2011-09-25

Dejar de sentir

Tenerle tantas ganas a alguien debería estar prohibido por la vida. Algún tipo de medidor que diga “de aquí en adelante usted no sentirá nada”, porque sentir tanto es insano.

El inconsciente abusa en las noches. De sueños como esos, sería mejor no despertar. En realidad fue una locura, de esas que hubiesen extasiado a Freud, pero quitando los símbolos, destapando lo encubierto, lo único que queda es deseo satisfecho.

Abrir los ojos y saber que no pasó. Entrar en la zona de conciencia y saber que no pasará. Es como decirle a un niño que no podrá comer el caramelo; es hacer que lo quiera más.

Si resulta que elijo verte, como podría pasar. Será un ratito de esos que al final cuestan caro. Un millón de mentiras. Unas horas contigo. Unos meses sin volver a verte. Un montón de ganas cosechándose, para esperar de nuevo.

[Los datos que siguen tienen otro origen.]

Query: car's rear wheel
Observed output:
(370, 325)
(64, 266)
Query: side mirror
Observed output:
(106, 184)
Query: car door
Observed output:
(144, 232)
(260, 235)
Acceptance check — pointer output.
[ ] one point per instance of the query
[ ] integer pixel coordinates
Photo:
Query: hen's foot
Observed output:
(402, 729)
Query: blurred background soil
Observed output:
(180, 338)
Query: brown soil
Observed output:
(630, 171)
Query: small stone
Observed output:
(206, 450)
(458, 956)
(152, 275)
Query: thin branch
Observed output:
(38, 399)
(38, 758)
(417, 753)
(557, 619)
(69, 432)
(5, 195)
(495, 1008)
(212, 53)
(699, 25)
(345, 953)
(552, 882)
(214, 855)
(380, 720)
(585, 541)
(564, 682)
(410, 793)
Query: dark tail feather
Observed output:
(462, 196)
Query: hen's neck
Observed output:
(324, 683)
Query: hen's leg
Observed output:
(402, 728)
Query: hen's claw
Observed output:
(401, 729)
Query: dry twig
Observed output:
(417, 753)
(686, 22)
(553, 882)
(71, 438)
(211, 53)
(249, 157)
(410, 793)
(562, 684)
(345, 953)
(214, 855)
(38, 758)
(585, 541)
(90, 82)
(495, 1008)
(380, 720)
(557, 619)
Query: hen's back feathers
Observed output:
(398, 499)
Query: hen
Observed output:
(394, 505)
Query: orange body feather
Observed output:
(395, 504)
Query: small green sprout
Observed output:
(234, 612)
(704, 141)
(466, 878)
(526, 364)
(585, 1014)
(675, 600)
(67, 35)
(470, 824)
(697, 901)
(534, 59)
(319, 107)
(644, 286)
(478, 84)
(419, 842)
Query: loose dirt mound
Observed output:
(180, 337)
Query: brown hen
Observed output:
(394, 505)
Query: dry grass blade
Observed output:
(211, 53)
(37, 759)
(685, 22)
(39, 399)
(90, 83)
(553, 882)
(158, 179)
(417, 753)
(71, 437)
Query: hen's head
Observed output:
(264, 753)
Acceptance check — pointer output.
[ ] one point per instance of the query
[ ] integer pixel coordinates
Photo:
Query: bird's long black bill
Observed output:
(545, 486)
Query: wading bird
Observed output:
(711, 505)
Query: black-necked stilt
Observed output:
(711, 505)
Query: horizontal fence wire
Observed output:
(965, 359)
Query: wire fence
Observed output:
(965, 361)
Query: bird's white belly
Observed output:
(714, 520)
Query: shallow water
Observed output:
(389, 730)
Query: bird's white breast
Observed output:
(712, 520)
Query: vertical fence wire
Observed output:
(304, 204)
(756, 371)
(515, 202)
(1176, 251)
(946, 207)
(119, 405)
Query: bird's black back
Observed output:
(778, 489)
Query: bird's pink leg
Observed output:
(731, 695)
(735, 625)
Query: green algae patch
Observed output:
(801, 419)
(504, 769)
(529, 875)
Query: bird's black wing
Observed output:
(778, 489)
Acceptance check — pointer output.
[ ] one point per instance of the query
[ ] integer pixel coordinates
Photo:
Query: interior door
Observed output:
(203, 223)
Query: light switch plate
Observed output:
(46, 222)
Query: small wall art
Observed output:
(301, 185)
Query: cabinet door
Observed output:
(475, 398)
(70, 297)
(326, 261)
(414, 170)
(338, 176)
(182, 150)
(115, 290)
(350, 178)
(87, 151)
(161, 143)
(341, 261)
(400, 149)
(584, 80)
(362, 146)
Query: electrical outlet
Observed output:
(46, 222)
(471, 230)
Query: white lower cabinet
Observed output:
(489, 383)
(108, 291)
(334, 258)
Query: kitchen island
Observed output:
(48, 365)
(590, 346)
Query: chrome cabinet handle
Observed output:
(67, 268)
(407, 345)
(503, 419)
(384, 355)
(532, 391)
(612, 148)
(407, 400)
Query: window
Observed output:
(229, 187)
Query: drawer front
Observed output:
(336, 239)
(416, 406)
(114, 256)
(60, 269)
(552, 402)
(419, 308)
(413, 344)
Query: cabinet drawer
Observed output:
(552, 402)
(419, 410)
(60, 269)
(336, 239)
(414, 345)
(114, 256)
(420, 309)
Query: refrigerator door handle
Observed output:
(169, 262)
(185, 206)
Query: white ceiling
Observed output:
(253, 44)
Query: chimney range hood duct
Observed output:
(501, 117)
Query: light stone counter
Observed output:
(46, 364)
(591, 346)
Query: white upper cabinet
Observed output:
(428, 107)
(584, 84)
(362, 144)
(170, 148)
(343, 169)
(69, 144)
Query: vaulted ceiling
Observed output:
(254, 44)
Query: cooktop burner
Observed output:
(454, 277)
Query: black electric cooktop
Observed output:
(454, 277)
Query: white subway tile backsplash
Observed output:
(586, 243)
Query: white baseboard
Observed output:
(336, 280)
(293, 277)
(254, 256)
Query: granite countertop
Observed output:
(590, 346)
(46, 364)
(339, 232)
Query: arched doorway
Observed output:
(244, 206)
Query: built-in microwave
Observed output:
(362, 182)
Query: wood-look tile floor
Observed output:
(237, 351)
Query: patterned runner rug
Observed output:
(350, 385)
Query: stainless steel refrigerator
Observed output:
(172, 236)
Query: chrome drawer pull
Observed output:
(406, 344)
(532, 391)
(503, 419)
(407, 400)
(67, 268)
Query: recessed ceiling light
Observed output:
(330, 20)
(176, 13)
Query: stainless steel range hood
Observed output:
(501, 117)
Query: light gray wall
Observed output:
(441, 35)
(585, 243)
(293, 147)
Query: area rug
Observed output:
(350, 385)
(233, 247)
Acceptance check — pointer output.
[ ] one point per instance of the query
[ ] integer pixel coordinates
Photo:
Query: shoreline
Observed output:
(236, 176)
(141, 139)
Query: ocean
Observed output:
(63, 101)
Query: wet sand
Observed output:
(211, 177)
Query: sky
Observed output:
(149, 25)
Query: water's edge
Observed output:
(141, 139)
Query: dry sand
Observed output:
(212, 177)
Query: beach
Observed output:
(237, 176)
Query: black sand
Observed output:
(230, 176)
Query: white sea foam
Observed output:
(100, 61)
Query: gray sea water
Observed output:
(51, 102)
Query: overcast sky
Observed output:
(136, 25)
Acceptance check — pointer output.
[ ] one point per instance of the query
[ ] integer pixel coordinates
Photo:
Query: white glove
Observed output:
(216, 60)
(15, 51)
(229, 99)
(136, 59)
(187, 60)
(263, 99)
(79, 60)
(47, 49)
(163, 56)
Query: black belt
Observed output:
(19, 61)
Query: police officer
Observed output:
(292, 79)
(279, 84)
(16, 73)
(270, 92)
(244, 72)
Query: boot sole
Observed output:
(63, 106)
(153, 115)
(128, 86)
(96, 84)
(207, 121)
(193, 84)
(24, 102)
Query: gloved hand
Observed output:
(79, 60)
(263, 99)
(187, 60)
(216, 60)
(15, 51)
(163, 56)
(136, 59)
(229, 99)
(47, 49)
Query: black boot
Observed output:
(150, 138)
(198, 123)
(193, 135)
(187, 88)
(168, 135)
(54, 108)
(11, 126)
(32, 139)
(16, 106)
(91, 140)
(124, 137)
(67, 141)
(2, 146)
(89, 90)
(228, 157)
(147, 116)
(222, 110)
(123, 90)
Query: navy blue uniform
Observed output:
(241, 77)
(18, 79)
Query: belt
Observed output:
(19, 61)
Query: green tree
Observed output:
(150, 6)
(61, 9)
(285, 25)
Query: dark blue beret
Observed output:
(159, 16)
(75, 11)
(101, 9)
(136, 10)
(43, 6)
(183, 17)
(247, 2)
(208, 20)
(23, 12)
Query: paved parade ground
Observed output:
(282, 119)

Ahora qué hago yo con esto. Quiero mi maquinita que desaparezca el deseo, porque el problema real de todo esto es que después de saber hasta dónde puedes llegar, cómo se conforma uno con menos. Cómo vivir con algo que no es esto.

2 comentarios:

Doña Treme dijo...

Qué puedo decirte que tu no hayas oído ya al respecto. Aunque a la larga es malo el encuentro, la verdad es que la vida está hecha sólo de eso, de momentos. Y en nuestro caso particular, nada dura demasiado tiempo...
Enjoy.

Chemi dijo...

Por favor! adelante!

Mente positiva, disfruta el momento, no lo dejes pasar.

Con los años, y de la vida, lo que nos quedan son las experiencias, todas!

Lanzate!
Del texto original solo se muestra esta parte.